Wedges could serve as either continuation or reversal patterns depending on the market sentiment at the time.

Rising Wedge

A rising wedge is formed when price consolidates between upward sloping support and resistance lines.

The slope of the support line is steeper than that of the resistance. This indicates that higher lows are being formed faster than higher highs. With prices consolidating, we know that a potential trend change is possible, so we can expect a breakout to either the top or bottom.

If the rising wedge forms after an uptrend, it could indicate a bearish reversal pattern is imminent.

On the other hand, if it forms during a downtrend, it could signal a continuation of the trend.


In this first example, a rising wedge formed at the end of an uptrend. Notice how price action is forming new highs, but at a much slower pace than when price makes higher lows.


There are more sellers (bears) than buyers (bulls)

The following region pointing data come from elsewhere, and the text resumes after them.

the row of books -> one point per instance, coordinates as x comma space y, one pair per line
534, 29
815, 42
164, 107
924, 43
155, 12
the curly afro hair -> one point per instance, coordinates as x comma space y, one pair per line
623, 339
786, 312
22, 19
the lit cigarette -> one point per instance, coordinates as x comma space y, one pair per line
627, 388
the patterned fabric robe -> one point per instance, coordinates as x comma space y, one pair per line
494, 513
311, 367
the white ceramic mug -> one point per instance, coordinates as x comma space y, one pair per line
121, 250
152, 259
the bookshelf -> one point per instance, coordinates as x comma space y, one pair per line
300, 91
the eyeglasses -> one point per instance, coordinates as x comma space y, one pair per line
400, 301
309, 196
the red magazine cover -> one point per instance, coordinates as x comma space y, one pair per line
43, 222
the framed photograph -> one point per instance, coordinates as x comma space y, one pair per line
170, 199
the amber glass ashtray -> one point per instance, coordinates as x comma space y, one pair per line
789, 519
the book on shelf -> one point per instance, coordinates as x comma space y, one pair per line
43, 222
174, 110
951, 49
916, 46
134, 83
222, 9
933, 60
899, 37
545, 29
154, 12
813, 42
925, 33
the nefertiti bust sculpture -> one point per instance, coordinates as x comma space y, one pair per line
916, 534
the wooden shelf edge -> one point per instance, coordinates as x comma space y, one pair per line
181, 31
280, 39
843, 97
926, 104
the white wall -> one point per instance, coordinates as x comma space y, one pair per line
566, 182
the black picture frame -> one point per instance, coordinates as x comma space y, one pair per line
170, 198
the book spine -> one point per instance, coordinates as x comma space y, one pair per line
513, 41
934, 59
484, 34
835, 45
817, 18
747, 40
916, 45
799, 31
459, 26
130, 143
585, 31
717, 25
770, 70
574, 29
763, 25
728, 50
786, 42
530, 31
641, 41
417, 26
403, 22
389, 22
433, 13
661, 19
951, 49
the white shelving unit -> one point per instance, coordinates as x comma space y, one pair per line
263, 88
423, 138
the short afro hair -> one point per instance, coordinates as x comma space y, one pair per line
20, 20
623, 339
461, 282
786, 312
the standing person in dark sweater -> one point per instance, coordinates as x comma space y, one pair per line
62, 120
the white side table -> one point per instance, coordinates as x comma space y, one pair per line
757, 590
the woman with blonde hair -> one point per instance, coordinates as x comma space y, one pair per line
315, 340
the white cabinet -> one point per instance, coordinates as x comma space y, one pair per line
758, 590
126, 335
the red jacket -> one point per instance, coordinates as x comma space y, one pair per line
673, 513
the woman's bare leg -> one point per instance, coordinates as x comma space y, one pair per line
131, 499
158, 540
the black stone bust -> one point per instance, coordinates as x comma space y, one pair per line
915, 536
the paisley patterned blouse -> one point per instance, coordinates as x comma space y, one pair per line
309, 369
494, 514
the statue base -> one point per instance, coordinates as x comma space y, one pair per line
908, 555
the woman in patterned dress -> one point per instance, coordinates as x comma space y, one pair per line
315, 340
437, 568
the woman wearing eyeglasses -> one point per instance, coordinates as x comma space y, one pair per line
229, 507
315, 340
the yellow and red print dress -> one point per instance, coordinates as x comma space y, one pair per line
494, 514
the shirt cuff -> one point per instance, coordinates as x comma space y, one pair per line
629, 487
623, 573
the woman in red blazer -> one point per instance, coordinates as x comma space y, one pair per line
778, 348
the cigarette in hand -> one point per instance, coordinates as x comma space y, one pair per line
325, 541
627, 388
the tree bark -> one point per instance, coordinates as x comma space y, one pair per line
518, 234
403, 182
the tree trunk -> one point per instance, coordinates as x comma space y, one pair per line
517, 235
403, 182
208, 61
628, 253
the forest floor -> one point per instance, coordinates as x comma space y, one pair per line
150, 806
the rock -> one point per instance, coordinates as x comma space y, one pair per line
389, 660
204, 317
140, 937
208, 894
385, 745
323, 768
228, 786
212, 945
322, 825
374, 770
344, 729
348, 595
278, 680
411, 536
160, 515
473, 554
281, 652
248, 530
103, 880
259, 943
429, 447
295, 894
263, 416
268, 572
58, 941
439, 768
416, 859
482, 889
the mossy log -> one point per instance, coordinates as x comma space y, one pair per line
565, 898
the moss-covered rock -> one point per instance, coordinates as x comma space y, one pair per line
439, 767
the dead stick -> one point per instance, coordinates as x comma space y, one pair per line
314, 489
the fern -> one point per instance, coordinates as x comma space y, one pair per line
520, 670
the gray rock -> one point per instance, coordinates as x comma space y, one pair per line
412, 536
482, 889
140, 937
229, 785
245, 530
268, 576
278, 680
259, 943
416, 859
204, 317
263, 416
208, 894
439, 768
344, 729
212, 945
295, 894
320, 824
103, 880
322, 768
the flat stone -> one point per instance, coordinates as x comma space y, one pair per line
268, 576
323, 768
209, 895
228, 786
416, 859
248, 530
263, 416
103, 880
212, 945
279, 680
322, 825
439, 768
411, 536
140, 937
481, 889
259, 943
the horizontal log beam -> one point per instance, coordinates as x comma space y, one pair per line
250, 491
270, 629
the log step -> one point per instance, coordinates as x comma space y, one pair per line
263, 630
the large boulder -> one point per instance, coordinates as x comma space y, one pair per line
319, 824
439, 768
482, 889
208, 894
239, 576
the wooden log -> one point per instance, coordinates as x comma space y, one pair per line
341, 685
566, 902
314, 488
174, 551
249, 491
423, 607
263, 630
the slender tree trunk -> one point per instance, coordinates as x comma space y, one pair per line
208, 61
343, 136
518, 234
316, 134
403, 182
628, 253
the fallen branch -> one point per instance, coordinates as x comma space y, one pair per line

The sellers have forced the price down to break the trend line, indicating that a downtrend could be imminent.

Generally, the price movement after the breakout is approximately the same magnitude as the height of the formation.

A rising wedge formation as a bearish continuation signal.


The price came from a downtrend before consolidating and sketching higher highs and even higher lows.


In this case, the price broke to the down side and the downtrend continued. The price made a move down that’s approximately the same height as the wedge

A rising wedge formed after an uptrend usually leads to a reversal (downtrend) while a rising wedge formed during a downtrend typically results in a continuation (downtrend).

Simply put, a rising wedge leads to a downtrend, which means that it’s a bearish chart pattern

Falling Wedge

As with the rising wedge, the falling wedge can either be a reversal or continuation signal.

As a reversal signal, it is formed at a bottom of a downtrend, indicating that an uptrend would be imminent.

As a continuation signal, it is formed during an uptrend, implying that the upward trend would resume. The falling wedge is a bullish chart pattern.


In this example, the falling wedge serves as a reversal signal. After a downtrend, the price made lower highs and lower lows.

Notice how the falling trend line connecting the highs is steeper than the trend line connecting the lows.


Upon breaking above the top of the wedge, the pair made a reversal upwards move, again approximately equal to (or greater than) the height of the formation.

The falling wedge as a continuation signal.

As mentioned previously, when the falling wedge forms during an uptrend, it usually signals that the trend will resume at a later point.


In this case, the price consolidated for a period after a strong rally. This could mean that buyers simply paused or sellers pulled out of positions, reducing pressure.


The price broke to the top side and the uptrend continued.

If we placed an entry order above that falling trend line connecting the pair’s highs. A good upside target would be the height of the wedge formation.

If you want to go for more gains, either use a trailing stop or liquidate part of the position.